Welcome in USA
Les espagnols Juan Sebastián Vásquez et Alejandro Rojas ont obtenu pour ce thriller de 77 minutes le Prix du public au festival du polar de Reims. Bravo à eux, c’est bien mérité. Projetant de démarrer une nouvelle vie aux États-Unis, Diego et Elena quittent Barcelone pour New-York. Mais à leur arrivée à l’aéroport, la Police des Frontières les interpelle pour les soumettre à un interrogatoire. D'abord anodines, les questions des agents se font de plus en plus intimidantes. Diego et Elena sont alors gagnés par le sentiment qu'un piège se referme sur eux...Un huis-clos terrifiant par son propos, admirable par son interprétation et l’économie de moyens de la réalisation.
Ce scénario implacable vous tient en haleine jusqu’à la dernière image. Vous quittez la salle ébranlé tout en vous demandant quelle sera la suite de la vie pour ce couple. Les deux réalisateurs se revendiquent volontiers du grand Sidney Lumet, une filiation tout à fait justifiée. Le cinéaste de 12 hommes en colère, Un après-midi de chien ou Network : Main basse sur la télévision, n’aurait pas renié ce petit film à suspense psychologique qui a tout d’un grand. Les 2 réalisateurs sont vénézuéliens et, à ce titre, en se rendant souvent aux USA, ont eu envie de raconter ce qui se passe derrière les portes closes de la douane et des services d’immigration. Ce drame politique nous parle des dynamiques de pouvoir, du harcèlement, des problèmes d’autorité, de racisme ordinaire, d’endroits où vous pouvez soudain vous sentir extrêmement vulnérable selon vos origines, la méfiance que nourrissent certains envers vous selon ces mêmes origines, car, ne perdons pas vue qu’on est forcément le fruit de nos influences, pour le pire comme pour le meilleur. Nous sommes assis avec le couple de héros, dans une pièce anonyme, sans mouvements inutiles des deux caméras, un éclairage pisseux, à suivre un interrogatoire qui frise le surréalisme… Et pourtant ! Oppressant, minimaliste et impressionnant.

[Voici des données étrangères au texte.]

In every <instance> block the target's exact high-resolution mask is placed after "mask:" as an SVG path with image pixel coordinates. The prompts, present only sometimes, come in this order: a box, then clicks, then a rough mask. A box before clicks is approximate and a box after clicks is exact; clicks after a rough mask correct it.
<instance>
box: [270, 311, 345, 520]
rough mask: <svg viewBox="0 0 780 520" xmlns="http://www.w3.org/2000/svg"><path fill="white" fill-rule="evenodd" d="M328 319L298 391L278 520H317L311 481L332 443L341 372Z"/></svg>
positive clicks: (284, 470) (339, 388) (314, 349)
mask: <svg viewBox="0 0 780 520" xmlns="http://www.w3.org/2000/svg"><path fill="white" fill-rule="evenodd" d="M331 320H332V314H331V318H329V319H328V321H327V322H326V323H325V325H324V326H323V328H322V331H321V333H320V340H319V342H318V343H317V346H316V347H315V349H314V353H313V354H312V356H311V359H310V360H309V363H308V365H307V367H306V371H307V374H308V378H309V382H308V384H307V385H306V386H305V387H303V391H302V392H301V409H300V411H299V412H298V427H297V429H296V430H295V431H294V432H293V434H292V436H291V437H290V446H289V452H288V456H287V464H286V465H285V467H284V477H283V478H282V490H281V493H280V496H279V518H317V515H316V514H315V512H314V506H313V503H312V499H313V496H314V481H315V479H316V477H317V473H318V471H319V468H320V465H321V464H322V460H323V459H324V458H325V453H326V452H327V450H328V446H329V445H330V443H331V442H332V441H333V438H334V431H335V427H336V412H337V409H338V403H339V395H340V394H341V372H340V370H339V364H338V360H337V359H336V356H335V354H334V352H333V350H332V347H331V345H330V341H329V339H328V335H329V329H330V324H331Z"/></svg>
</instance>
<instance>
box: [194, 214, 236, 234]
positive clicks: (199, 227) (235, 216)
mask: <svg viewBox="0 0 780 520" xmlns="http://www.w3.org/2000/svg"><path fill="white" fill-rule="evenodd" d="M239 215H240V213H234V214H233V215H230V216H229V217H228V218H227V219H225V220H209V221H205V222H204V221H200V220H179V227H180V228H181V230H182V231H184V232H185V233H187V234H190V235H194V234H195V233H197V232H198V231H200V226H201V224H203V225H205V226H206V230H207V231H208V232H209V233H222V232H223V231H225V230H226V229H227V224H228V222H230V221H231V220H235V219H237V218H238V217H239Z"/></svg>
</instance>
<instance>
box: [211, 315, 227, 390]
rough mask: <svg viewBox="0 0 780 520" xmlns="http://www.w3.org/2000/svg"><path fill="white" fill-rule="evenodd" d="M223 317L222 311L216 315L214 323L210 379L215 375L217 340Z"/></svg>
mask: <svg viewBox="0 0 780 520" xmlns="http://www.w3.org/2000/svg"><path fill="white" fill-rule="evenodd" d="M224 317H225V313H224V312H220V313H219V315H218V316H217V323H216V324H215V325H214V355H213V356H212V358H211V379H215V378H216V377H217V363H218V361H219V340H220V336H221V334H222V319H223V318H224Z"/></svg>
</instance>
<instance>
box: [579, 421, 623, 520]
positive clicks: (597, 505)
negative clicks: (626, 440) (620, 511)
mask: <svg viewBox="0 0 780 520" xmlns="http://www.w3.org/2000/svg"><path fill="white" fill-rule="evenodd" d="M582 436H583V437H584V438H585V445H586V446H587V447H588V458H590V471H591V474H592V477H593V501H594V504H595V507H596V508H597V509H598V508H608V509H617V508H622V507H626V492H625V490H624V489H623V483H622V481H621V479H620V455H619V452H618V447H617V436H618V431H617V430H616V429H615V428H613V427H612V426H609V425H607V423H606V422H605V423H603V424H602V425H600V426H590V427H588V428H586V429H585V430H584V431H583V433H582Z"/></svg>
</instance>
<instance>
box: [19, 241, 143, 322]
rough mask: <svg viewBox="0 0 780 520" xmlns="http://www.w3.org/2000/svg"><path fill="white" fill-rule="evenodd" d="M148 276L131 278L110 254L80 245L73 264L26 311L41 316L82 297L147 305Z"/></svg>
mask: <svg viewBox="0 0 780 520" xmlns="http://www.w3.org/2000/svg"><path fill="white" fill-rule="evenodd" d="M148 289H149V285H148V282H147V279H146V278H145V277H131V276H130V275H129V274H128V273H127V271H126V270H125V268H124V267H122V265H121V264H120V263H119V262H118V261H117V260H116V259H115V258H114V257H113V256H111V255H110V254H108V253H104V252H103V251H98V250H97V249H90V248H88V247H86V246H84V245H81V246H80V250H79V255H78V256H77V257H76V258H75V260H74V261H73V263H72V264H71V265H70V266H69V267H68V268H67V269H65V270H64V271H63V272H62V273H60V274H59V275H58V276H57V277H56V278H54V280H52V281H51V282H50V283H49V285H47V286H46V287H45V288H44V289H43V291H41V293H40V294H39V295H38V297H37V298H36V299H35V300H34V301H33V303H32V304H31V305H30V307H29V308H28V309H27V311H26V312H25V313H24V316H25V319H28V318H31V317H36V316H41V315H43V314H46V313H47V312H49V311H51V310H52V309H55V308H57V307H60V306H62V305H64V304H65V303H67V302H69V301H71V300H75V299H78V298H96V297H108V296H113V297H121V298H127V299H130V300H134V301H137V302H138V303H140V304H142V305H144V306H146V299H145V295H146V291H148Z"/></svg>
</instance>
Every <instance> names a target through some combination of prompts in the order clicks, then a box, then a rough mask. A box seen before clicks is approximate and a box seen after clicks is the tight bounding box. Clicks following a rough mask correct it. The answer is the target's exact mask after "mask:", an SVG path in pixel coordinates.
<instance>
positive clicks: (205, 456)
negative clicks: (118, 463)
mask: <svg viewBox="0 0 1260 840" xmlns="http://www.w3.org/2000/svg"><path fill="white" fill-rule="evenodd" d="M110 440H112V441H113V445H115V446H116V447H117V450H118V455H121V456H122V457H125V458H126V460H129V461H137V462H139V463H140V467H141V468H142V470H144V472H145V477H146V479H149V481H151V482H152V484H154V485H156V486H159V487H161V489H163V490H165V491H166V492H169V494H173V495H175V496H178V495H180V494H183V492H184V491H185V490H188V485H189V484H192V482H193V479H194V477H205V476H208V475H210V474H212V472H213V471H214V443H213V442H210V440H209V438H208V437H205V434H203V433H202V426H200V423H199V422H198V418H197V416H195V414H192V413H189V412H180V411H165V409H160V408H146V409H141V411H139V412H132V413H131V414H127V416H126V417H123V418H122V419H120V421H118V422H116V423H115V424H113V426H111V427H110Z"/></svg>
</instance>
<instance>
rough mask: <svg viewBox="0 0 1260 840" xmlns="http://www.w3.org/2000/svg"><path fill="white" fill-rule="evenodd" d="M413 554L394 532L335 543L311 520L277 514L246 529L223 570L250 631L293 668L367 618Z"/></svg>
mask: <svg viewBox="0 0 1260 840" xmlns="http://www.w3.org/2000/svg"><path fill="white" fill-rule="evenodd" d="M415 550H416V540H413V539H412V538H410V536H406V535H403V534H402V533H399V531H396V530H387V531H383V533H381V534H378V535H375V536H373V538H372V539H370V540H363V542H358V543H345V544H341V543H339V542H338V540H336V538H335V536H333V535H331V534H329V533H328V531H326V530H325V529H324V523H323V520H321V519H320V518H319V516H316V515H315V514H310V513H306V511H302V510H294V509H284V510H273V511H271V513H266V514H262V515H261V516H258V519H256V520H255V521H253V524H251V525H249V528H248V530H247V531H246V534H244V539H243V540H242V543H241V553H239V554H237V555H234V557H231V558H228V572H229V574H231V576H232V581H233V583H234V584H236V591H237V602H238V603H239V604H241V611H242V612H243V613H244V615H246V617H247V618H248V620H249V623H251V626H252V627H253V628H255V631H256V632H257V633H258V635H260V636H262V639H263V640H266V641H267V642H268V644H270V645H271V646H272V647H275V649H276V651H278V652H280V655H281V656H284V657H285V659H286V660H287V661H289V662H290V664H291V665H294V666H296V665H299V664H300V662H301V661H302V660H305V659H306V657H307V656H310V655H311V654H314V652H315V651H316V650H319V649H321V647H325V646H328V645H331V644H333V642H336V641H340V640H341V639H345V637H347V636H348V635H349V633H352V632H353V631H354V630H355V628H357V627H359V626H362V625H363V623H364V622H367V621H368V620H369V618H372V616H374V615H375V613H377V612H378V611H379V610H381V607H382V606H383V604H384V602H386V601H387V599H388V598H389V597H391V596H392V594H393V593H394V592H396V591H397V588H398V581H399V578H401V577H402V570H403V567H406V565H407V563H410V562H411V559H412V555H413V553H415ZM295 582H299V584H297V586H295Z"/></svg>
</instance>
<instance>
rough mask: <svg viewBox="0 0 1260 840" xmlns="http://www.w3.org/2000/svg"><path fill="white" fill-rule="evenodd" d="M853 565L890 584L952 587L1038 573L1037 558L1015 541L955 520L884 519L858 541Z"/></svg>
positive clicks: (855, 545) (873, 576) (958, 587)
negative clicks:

Le casting ne comporte que 4 noms : Alberto Ammann et Bruna Cusí, qui passent par tout le spectre des sentiments, - surprise, peur, colère, doute… -, broyés sous le flot des questions posées par Ben Temple et Laura Gomes. Un film à vous rendre paranoïaque face à une telle démonstration d’intimidation psychologique. Voilà un huis-clos anxiogène dont on ne sort pas indemne avec des questions plein la tête. Une tragédie moderne qui respecte les trois unités chères au théâtre classique et dont la brièveté s’avère un véritable atout. J’ai adoré.